In Netanyahu's statement about the operation, the prime minister also thanked President Biden and other leaders for their support.

"They have upheld our natural and self-evident right to defend ourselves," Netanyahu said, "to act in self-defense against these terrorists who both attack civilians and hide behind civilians."

Hamas began firing rockets at Israel this week in response to a rising tide of public confrontations between Muslims and Israeli police. Those clashes coincided with the last week of the holy month of Ramadan as well as a closely watched legal fight over Israeli settlers' attempts to have Palestinians evicted from their long-held homes in an Arab neighborhood of East Jerusalem.

More than 123 Palestinians have died in Gaza, according to WAFA. In Israel, authorities said seven people have died.

As of Friday evening, militants in Gaza had fired some 2,000 rockets at Israel, the Israeli military said. Israel has mounted hundreds of airstrikes on Gaza, targeting high-ranking officials and operatives as well as munitions and other stores.

"I said that we would strike Hamas and the other terrorist organizations very hard – and we are doing just that," Netanyahu said. "In the last 24 hours, we have attacked underground targets. Hamas thought that it could hide there but it cannot hide there."

Some of the targeted tunnels are in residential areas, including one under a school and near a hospital, the Israeli military said. One attack focused on the crowded city of Beit Hanoun. Unlike recent strikes, where Israel warned residents by phone to leave before the attack, Israel did not do that this time.

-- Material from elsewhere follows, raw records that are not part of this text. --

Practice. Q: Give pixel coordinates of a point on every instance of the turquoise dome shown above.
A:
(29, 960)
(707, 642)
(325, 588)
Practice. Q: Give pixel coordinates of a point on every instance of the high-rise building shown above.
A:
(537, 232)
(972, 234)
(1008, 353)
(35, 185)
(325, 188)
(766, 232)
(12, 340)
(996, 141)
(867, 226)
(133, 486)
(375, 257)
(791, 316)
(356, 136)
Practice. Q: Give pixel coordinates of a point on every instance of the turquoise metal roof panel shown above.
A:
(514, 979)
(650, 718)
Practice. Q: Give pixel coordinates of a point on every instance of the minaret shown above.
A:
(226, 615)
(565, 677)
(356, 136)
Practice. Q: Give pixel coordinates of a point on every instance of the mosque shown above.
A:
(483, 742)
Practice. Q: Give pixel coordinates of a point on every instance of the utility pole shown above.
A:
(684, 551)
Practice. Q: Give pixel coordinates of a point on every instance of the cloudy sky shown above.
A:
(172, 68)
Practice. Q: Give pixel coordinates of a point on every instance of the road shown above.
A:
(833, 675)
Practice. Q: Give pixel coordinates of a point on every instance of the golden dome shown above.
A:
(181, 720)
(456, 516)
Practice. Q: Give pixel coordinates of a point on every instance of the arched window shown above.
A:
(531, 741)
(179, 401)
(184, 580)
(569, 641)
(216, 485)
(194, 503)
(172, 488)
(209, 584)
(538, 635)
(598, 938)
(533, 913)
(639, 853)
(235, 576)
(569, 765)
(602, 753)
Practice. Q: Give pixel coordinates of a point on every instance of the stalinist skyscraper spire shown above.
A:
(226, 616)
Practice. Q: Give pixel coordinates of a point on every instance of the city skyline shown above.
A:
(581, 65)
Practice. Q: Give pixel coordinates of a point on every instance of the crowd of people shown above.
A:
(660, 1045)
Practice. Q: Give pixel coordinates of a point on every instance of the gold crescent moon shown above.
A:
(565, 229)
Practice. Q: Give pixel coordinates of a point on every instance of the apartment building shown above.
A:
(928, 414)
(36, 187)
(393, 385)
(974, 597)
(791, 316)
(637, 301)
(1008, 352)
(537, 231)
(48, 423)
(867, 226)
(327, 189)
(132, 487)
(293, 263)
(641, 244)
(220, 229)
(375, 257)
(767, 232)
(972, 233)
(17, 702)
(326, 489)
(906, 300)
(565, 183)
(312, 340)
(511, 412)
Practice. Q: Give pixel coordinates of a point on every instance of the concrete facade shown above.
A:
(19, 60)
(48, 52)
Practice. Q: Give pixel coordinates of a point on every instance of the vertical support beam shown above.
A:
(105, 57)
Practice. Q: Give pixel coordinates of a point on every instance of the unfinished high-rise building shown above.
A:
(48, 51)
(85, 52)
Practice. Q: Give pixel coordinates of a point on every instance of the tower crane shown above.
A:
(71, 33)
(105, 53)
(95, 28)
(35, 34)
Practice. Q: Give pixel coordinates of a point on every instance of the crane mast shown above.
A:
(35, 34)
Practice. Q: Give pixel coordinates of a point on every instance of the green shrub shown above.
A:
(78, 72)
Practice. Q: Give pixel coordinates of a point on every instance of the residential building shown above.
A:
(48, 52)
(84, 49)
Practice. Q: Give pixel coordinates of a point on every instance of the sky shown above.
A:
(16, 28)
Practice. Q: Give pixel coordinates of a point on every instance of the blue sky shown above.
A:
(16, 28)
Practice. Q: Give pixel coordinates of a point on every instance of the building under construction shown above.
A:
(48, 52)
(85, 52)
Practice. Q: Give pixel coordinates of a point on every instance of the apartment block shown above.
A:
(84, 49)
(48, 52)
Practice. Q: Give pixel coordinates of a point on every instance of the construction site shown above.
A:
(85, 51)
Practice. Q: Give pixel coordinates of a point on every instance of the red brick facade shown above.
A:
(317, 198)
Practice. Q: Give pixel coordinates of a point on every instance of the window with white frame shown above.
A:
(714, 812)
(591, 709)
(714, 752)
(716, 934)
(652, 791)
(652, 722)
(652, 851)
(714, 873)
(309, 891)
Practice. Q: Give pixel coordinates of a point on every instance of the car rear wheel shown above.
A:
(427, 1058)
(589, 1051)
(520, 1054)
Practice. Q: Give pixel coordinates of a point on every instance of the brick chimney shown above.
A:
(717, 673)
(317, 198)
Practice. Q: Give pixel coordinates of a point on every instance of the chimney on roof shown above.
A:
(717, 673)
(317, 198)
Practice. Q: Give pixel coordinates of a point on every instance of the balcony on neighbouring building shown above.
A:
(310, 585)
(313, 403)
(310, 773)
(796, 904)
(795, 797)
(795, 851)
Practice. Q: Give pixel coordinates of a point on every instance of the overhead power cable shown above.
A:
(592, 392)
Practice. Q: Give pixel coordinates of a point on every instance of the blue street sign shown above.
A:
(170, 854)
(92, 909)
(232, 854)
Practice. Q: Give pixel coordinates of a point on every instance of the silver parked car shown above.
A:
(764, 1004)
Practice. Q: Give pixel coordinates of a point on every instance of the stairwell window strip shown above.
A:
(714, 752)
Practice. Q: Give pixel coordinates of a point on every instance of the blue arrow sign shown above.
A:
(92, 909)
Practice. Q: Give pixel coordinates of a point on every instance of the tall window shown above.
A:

In another change, Israel augmented its airstrikes with artillery and tank fire from ground forces along the border, which can be less precise, making it more difficult to avoid casualties.

Israel has closed the border crossing with Gaza, and reporters have been unable to enter. But in Gaza, a Palestinian colleague spoke with a paramedic who said emergency teams had evacuated more than 100 people to the hospital, including some who died from the attack. The colleague also said people fleeing the strikes took shelter in a U.N. building.

NPR's Daniel Estrin contributed to this report from Jerusalem.